= Werner Hofmann (physicist) =

German professor of physics (born 1952)

Werner Hofmann (born November 11, 1952, in Baden-Baden) is a German professor of physics. He is director of the Max Planck Institute for Nuclear Physics in Heidelberg.

==Life and work==

Hofmann studied physics at the University of Karlsruhe, completing his studies with a doctorate in 1977. In 1980 he wrote his Habilitationsschrift at the University of Dortmund. In 1981 he received a Heisenberg Scholarship and from 1984 to 1987 he worked as assistant and associate professor at the University of California, Berkeley, where he was appointed full professor of physics in 1987. Since 1988 he is director at the Max Planck Institute for Nuclear Physics in Heidelberg. In 1989 he also received an honorary professorship at the University of Heidelberg. Since 2010, he is a member of the Heidelberg Academy of Sciences.

Hofmann's research areas include astroparticle physics, specifically high-energy gamma-ray astrophysics of detectors on the ground; CP violation; physics of heavy quarks; neutrinoless double beta decay; QCD; quark and gluon fragmentation; and physics of jets. He is senior scientist in the High Energy Stereoscopic System (H.E.S.S.) experiment in Namibia.

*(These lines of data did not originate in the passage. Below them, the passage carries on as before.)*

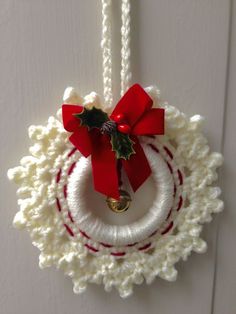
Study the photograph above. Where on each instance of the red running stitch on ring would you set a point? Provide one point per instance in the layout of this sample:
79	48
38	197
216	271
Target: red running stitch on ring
91	248
70	217
72	152
58	204
180	177
65	190
105	244
69	230
71	168
58	178
118	253
180	203
84	234
145	247
169	153
169	227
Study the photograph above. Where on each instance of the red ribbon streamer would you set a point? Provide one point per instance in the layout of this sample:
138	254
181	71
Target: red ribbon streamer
136	107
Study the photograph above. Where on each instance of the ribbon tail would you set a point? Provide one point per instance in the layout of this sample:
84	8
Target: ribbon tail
104	166
137	167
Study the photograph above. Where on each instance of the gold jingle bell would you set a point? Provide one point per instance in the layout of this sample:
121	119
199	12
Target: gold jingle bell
121	205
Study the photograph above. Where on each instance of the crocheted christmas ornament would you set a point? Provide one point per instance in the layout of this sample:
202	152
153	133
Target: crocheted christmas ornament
54	192
151	162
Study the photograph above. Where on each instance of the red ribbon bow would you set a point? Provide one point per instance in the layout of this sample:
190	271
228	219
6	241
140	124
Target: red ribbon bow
135	108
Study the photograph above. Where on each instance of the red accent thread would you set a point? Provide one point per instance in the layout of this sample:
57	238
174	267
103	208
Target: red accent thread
69	215
153	233
132	244
71	168
170	168
58	204
72	152
168	228
169	153
145	246
105	244
65	190
84	234
180	177
175	190
180	203
168	216
91	247
118	253
69	230
58	176
154	148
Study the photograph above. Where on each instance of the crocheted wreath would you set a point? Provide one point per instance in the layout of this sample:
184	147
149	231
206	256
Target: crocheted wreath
55	207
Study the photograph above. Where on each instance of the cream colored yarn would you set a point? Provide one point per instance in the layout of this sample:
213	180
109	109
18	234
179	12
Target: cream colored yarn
38	214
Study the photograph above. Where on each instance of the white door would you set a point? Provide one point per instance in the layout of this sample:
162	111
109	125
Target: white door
187	48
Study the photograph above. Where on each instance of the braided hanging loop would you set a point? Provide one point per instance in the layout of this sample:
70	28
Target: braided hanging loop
106	52
125	73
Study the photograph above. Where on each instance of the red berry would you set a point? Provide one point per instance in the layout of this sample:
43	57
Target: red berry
119	118
124	128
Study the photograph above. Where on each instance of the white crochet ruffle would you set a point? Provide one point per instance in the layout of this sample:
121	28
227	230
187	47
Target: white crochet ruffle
39	194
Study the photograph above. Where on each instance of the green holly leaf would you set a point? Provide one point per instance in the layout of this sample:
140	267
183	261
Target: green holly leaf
92	118
122	145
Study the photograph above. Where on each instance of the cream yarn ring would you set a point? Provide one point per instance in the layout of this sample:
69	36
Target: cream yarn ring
134	232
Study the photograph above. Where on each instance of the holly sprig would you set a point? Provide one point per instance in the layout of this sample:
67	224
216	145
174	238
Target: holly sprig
121	143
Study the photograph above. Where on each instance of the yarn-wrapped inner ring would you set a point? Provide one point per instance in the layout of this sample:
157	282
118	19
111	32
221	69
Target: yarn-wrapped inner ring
120	235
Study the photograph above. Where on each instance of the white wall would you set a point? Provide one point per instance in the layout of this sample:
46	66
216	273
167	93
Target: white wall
183	46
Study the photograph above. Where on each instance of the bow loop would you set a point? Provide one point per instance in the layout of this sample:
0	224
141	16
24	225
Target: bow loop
107	139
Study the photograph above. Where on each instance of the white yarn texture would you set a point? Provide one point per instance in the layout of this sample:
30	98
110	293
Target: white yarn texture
38	194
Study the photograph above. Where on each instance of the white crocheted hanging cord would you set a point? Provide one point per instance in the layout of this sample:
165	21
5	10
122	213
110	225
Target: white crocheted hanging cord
106	45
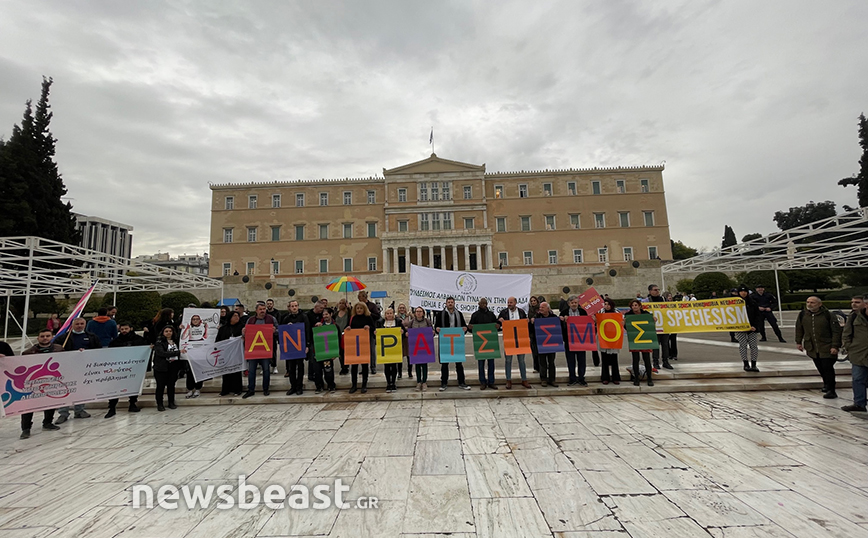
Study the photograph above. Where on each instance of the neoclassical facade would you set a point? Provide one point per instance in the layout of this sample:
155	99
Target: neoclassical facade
442	214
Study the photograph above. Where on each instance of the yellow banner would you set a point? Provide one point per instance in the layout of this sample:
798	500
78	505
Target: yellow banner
713	315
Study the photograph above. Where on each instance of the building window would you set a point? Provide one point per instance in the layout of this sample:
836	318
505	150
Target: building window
624	219
599	220
649	218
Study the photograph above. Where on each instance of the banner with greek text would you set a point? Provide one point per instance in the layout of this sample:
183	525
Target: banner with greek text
51	380
224	357
429	289
712	315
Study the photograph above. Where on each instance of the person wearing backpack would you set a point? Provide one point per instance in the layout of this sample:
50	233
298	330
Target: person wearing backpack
818	334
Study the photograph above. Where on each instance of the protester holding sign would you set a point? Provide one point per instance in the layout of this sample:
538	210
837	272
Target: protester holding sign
637	310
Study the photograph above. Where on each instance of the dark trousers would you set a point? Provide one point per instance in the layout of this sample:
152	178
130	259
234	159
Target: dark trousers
577	359
444	373
27	419
547	367
295	367
232	383
354	371
610	367
773	321
826	367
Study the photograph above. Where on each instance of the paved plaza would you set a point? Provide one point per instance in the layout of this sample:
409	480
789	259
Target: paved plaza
731	464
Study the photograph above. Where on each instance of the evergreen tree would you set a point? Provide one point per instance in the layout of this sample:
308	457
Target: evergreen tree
31	187
728	237
860	179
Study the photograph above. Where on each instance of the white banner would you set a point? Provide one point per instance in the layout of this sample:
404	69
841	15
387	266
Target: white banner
429	289
199	327
210	361
51	380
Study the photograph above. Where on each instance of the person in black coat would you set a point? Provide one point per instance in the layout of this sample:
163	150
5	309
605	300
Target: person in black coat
166	366
232	383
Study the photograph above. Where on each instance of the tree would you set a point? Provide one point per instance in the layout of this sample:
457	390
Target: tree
680	251
30	183
728	237
810	212
860	179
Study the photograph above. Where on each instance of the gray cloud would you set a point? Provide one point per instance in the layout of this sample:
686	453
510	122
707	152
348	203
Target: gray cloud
751	105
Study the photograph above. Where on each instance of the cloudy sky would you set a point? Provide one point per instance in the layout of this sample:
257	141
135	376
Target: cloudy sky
752	105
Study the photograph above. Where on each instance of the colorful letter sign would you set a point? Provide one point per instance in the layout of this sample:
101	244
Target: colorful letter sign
258	341
610	330
421	342
641	334
581	333
516	337
388	341
292	341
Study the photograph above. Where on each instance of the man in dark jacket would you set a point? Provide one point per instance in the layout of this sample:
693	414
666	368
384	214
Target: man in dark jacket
43	345
127	337
818	334
766	303
450	317
78	339
480	317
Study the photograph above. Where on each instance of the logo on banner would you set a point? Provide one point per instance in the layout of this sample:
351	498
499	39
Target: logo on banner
466	283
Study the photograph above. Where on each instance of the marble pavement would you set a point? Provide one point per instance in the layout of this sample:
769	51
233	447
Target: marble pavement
735	465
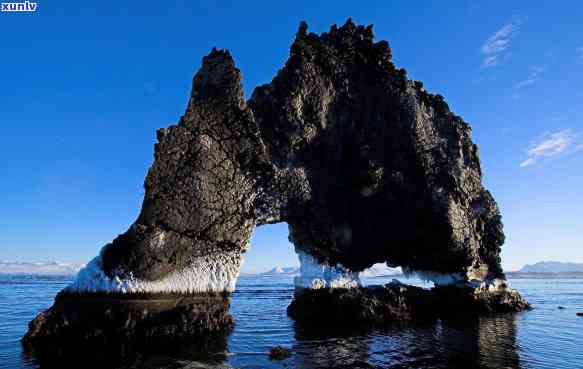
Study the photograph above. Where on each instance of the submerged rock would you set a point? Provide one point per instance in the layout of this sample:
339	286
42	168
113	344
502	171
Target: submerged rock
378	305
363	164
110	327
279	353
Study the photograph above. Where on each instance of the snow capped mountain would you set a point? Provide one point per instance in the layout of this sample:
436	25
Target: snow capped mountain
279	270
52	267
380	270
377	270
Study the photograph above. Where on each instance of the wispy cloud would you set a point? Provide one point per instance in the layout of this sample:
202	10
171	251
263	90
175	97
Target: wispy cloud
533	77
579	52
498	43
552	145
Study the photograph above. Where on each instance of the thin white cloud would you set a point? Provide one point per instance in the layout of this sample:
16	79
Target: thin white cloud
533	77
498	43
551	145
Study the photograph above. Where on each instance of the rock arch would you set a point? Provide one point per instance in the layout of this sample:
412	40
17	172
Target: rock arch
362	163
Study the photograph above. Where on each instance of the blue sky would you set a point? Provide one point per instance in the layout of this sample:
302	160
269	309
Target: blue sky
84	87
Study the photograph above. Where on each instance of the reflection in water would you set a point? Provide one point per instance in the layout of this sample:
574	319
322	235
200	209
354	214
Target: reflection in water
261	323
485	342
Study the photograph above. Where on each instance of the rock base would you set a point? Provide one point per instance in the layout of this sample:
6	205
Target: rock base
397	302
110	326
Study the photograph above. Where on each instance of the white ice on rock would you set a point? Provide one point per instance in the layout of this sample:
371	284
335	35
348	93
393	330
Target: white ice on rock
215	273
435	277
315	275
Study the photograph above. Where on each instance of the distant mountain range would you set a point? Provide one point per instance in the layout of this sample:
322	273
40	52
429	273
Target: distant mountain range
279	270
377	270
52	268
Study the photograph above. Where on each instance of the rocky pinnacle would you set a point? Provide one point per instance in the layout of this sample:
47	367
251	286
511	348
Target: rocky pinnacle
363	164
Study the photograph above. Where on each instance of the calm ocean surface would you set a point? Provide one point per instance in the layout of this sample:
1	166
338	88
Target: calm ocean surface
545	337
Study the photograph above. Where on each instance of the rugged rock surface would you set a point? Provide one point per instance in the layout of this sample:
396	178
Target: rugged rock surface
363	164
115	326
379	305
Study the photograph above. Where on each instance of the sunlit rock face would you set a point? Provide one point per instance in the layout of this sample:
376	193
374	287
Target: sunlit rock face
363	164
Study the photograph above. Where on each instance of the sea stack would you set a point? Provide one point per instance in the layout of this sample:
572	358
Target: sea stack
363	164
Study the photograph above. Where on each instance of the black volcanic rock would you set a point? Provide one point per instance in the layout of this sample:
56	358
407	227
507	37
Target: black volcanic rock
379	305
108	328
362	163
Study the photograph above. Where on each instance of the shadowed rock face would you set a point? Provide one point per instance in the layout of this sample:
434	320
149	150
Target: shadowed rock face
362	163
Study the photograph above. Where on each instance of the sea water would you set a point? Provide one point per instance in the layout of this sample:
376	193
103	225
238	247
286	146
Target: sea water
546	337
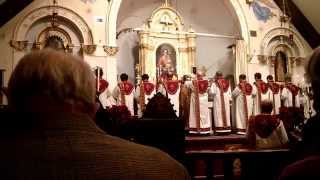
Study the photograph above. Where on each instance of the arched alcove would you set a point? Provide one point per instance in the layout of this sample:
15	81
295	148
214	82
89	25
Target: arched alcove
207	17
33	30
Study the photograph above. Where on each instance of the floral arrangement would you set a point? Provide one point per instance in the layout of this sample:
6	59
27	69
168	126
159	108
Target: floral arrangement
120	113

According to Geoffrey C. Fox, Hofmann's 1981 monograph Jets of Hadrons is "thorough" and "well-written".

==Awards==
In 2010, he received, with the H.E.S.S. team, the Bruno Rossi Prize. In 2015, he was awarded the Marian Smoluchowski Emil Warburg Prize of the Polish Physical Society and the German Physical Society, as well as the Yodh Prize of the International Union of Pure and Applied Physics (IUPAP). In 2016 he received the Stern–Gerlach Medal.